The skipper’s fishing plans are abruptly halted when the boat hits something underwater, trapping them in the middle of what appears to be empty sea. Slime begins to seep through the hull, dissolving strange little circles in the wood. One character optimistically theorizes that they’re created by some kind of giant barnacle. In fact, the ship has been caught by some previously-unseen creature from the depths of the ocean, and its slimy excretions contain a deadly parasite.

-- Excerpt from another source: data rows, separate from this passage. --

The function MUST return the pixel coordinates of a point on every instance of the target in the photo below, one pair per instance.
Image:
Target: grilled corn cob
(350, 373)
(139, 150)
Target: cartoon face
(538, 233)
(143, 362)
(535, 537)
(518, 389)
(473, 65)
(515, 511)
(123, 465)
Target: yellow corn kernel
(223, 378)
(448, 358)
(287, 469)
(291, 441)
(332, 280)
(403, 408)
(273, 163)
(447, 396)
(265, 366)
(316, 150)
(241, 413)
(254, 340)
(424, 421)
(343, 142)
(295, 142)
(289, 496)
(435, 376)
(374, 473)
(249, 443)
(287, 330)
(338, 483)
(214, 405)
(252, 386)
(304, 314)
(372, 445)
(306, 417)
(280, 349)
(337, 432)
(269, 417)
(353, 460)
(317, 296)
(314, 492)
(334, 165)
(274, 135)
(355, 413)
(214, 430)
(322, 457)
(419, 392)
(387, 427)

With coronavirus fresh on everyone’s minds, Sea Fever‘s conceit feels doubly effective at the moment. You’re far more aware of characters repeatedly touching their faces, risking parasitic infection. And as the drama ramps up, much of the conflict comes from people’s radically different responses to danger, ranging from denial to self-centered survivalism. Siobhán’s role is an interesting riff on a couple of familiar tropes: the neurodivergent academic, and the scientist as a Cassandra-like voice of reason, ignored in favor of superstition and paranoia. She’s a logical thinker and with no skill for casual socializing, but instead of mistaking this for a lack of compassion or emotion, the film portrays her as the moral center of the story. She wants everyone to be safe, including the rest of the population on land, who risk infection if the crew disembarks before eradicating the parasite. Meanwhile most of the other characters are either out for themselves, or don’t feel able to take charge of the situation.
A skillful combination of science fiction and psychological thriller, Sea Fever is elevated by Neasa Hardiman’s attention to detail. You can see how this could’ve been a less memorable movie, but Hardiman’s character choices really make it stand out, from the nuanced framing of Siobhán’s isolation on board the ship to the diverse casting overall. It’s not just international but multi-generational, including Olwen Fouéré as a crewmember in her sixties, a vanishingly rare sight in this kind of film. A more stereotypical version would place Siobhán on a boat full of grizzled white men, but stereotypes aren’t necessarily grounded in fact, and Sea Fever‘s cast ultimately makes for a more interesting story.